The man who was the head coach at BYU for 11 years, years filled with weird quotes, strange verbiage, unique tactics, scriptural analogies, awkward demeanor, quests for perfection, bands of brothers, unrealistic aims at national championships, principles of modern management, honor, spirit, tradition, and, most importantly, wins, takes the wheel now at Utah State, of all places.
Since we saw him last, Bronco Mendenhall caromed through coaching stints at Virginia, a two-year hiatus, and New Mexico. Yeah, now, he’s in Logan.
And the folks in Cache Valley are thrilled to have him.
Why? Because he knows how to resurrect dead programs.
He took over at BYU after Gary Crowton 86’ed the Cougars, at Virginia after football there became a mere afterthought to basketball, and at New Mexico after the Lobos skidded into a ditch. And he made them all better than they were.
For all his quirks, and there are plenty of them, it turns out Mendenhall really can coach football. He’s good at it. He always had acumen, he had ample brain power, but he also had lessons to learn from here to there. And learn them he did. All told, he has 140 wins against 88 losses. And significant in modern college football, especially as it pertains to recruiting, he’s sent some 60 players to sign NFL contracts.
Utah State has forever drawn in good athletes. Just not enough of them.
Over the past number of years, the Aggies have struggled on the field and off it, losing more games than they wanted, having more character issues among some of its players than any institution of higher learning prefers.
Unless he’s suddenly forgotten and abandoned everything he’s absorbed, everything he’s emphasized for a couple of decades now, Mendenhall is the right coach for the coming challenge.
And “unique” challenges are what he’s said he’s craved, and based on the evidence at hand, what he’s also been able to master.
For all his years in coaching, from the time he spent as a defensive coordinator, back when he wore a T-shirt and shorts to offseason workouts in freezing temperatures to prove some sort of point to his namby-pamby players; to back before that, when he lived in his office … no, really, he slept there, showered there, worked there, bummed rides off his colleagues from there, having parked his car on campus somewhere and forgotten where he parked it and thereafter reported it stolen, for the cops to have found it exactly where he’d parked it months earlier; to replacing Crowton in the captain’s chair; to winning a couple of conference titles and qualifying for 11 straight bowl games; to making a habit of using clunky terms like stewardship and accountability and pride cycle and higher level of execution; to wanting to erase players’ names off the backs of BYU’s uniforms and replacing them with Honor, Spirit and Tradition; to comparing his players to the Stripling Warriors, young fierce characters in the Book of Mormon, Mendenhall insisted on his players, as far as he knew anyway, being of high character and working hard at “position mastery.”
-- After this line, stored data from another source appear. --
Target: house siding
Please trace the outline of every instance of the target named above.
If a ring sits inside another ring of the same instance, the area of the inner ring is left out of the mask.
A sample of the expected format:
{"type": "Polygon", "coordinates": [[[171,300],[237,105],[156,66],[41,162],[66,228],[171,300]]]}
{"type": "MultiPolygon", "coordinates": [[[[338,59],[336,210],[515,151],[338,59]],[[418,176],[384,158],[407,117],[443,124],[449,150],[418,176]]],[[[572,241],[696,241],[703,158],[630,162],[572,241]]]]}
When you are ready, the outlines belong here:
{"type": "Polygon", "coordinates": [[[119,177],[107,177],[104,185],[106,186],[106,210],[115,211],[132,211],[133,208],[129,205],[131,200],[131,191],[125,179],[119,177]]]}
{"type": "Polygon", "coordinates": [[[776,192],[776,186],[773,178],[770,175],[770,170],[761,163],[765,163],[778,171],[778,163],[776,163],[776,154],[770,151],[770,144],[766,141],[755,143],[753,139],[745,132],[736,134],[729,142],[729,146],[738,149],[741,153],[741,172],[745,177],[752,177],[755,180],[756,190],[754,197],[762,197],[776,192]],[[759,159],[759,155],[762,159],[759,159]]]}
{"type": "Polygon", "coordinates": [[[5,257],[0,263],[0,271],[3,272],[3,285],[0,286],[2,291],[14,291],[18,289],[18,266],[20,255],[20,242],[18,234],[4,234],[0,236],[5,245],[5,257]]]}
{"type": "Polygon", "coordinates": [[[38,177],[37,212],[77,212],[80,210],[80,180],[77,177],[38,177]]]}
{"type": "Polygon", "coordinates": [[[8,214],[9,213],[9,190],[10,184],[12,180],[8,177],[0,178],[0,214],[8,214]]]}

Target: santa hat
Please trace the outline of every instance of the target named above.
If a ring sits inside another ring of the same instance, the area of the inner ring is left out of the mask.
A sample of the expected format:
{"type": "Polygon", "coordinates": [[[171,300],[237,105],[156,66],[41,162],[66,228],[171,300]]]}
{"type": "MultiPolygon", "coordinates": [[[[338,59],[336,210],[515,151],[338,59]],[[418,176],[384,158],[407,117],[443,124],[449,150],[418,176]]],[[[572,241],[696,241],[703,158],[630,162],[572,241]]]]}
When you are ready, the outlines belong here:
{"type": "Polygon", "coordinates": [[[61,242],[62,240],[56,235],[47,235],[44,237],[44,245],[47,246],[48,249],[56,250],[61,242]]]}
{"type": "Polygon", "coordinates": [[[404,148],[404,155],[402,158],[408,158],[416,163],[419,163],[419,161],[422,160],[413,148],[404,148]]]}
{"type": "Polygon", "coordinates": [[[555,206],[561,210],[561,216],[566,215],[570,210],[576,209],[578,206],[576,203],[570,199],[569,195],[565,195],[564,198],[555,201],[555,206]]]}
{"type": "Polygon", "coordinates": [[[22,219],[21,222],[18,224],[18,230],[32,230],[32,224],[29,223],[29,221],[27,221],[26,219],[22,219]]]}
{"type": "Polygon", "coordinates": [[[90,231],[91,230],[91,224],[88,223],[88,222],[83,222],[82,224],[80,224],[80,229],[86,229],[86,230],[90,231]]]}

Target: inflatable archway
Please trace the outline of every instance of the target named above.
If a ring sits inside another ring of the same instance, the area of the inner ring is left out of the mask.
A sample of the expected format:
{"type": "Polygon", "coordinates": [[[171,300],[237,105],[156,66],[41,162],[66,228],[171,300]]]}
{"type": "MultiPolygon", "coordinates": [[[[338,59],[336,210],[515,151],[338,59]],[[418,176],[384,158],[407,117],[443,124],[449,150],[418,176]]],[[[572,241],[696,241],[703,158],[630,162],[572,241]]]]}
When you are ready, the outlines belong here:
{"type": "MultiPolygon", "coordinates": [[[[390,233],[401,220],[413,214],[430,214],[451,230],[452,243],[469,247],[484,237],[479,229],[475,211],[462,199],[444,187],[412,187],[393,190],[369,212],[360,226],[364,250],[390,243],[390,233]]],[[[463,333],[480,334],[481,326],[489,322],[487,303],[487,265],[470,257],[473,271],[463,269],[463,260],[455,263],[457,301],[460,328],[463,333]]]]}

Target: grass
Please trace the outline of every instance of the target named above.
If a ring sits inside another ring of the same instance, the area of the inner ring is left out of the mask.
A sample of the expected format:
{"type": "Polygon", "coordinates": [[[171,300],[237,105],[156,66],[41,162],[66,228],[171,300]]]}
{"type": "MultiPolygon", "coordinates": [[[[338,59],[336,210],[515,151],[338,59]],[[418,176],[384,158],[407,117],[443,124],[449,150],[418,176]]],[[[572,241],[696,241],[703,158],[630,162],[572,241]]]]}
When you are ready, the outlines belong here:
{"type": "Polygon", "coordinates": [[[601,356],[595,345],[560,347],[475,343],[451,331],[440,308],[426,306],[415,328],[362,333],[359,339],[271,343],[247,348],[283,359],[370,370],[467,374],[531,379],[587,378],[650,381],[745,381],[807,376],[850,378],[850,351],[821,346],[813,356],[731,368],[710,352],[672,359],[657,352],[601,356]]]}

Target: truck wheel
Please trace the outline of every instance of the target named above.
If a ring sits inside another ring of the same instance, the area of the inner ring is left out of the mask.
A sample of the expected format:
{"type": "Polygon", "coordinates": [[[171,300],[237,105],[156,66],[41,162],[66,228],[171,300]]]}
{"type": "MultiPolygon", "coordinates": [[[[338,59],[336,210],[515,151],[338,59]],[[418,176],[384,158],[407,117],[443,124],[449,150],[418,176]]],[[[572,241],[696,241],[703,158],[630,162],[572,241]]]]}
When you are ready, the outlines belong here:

He was as demanding as he was, at times, impersonal, requiring his players to attend church devotionals the night before games, and disciplining them for stepping out of line.
When two of his players got thrown in jail for kicking down apartment doors in search of someone who was chucking water balloons at one of their girlfriends, Mendenhall said:
“I view the action that our two young men did as a program failure, which is reflective on me. I need to arm them with the knowledge base and the motivation and education to be consistent, regardless of circumstances. What I presented to our team is, when anyone fails, it’s reflective on all of us, and I take the most responsibility.”
I mean, what football coach talks like that? One — You-Know-Who. The message to his players was clear enough, though. Clean up your act and be grown men. Oh, and practice and play hard for me and for your teammates.
He did the same at Virginia, without so much of the religious element, building his version of team culture Bronco-style.
Former Cavs quarterback Bryce Perkins once said this about his coach: “Thinking about all the years coach Mendenhall has been here, and I was here for two of them, every year the unbroken growth of this team and this spirit and the bond with this team is unmatched — the relations we’ve built. You can see it on the field just how hard we fight for each other.”
Bronco sometimes made mistakes in handling players, who to start, who to sit, often favoring gritty walk-ons over more talented star recruits, but he did know how to motivate and cultivate the aforementioned team attitude and atmosphere. He had his quirks and contradictions, saying stuff like he didn’t care so much about the money he was paid, but then bolting from BYU to Virginia, in part at least because the Cavs were more than doubling his annual salary up past $3 million, which was a decent contract back then. He wore some folks thin at BYU with his Bronco-isms, but when he left Provo, he stirred his success at Virginia.
An educated guess now says he’ll conjure success at USU, too. More than it’s had in recent years. So it seems a good hire for the Aggies.
And, in all honesty, we in the media have kind of missed him around here, peculiarities, oddities, eccentricities and all. New Mexico’s loss, then, is Utah State’s gain, mostly because the Aggies know too well that losing hurts even worse than winning feels good. But they’ll take Bronco’s brand of and approach to winning and be happy with it.